In today’s episode, we have a special guest, Jennaya Robison, who is an accomplished conductor, vocalist, and music educator.
In this episode, we delve into the topic of vibrato in choral singing. Dr. Robison would like to advocate for a world where female voices in particular are freer to vibrate in choral singing. Jennaya recently presented with a panel at National ACDA on a session called “Let Vibrate!” in which she and her colleagues urged us to rethink our aesthetic preferences related to vibrato. I asked Jennaya to join me because, as always, I only MOSTLY agreed. 🙂
Throughout the discussion, we explore the technical aspects of choral singing and the role of vibrato in creating a particular sound. We also discuss the importance of individual voice training, the concept of blend and a clash between philosophies that either honor the aesthetics of the past, or discard them due to the injustices of the era.
This episode was recorded in person in our home studio, providing a more intimate and personal conversation about the nuances of choral music. Don’t miss Jennaya Robison on the Choralosophy podcast!
Dr. Robison is one of the leading choral directors in North America, and is consistently in demand as a clinician both nationally and internationally. She has presented at ACDA and NATS conferences and is a national leader of choral artistry, pedagogy, and innovation. She has held previous positions at Luther College, the University of Arizona, and the University of New Mexico, and has an active performance career as a soprano soloist and chorister.
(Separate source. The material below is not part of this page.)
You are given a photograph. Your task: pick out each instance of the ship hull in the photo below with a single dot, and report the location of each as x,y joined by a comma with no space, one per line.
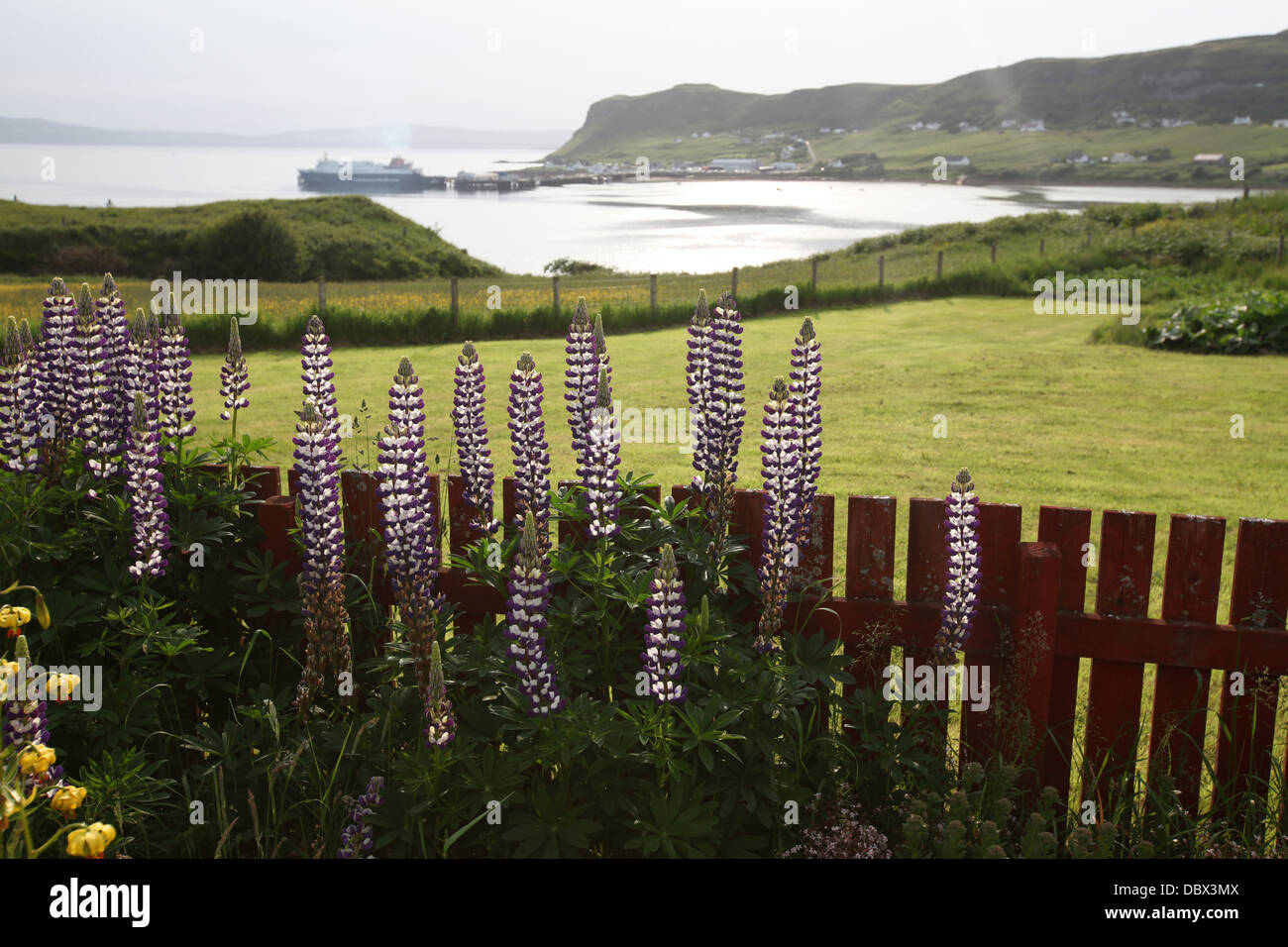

Dr. Robison is in demand as a conductor, clinician, and soprano throughout the United States. She has conducted orchestras at the University of Arizona, Luther College, and as well as community orchestras in Tucson and Phoenix, Arizona. As a public-school educator, she has taught in Iowa, Wisconsin, and Minnesota.
As a soprano, she has sung as a soloist with the Grammy award-winning True Concord, Tucson Symphony, Arizona Opera, Scottsdale Arts Orchestra, Scottsdale Symphony, St. Andrews Bach Society, Phoenix Youth Symphony, Tucson Masterworks Chorale, Rochester Choral Arts, and Chamber Orchestra of Albuquerque.
Her primary area of research is in the field of vocal health within the choral ensemble. She has been an invited conductor and clinician at numerous festivals including All State Choirs in Minnesota, Wisconsin, and North Dakota, Wisconsin Middle Level Honors Choirs, Texas Collegiate Women’s Honor Choir, Montreat Music Conference Festival Choir and various regional and state honor choirs in Texas, Nevada, Arizona, Illinois, Iowa, Minnesota, and Wisconsin.
She holds a Doctor of Musical Arts in Choral Conducting from the University of Arizona, Master of Music in conducting and voice from the University of New Mexico, and Bachelor of Arts in music from Luther College. She is the coordinator of Collegiate Repertoire and Standards and director of Student Activities for the North Central chapter of the American Choral Directors Association. Her choral series is published with Pavane Music.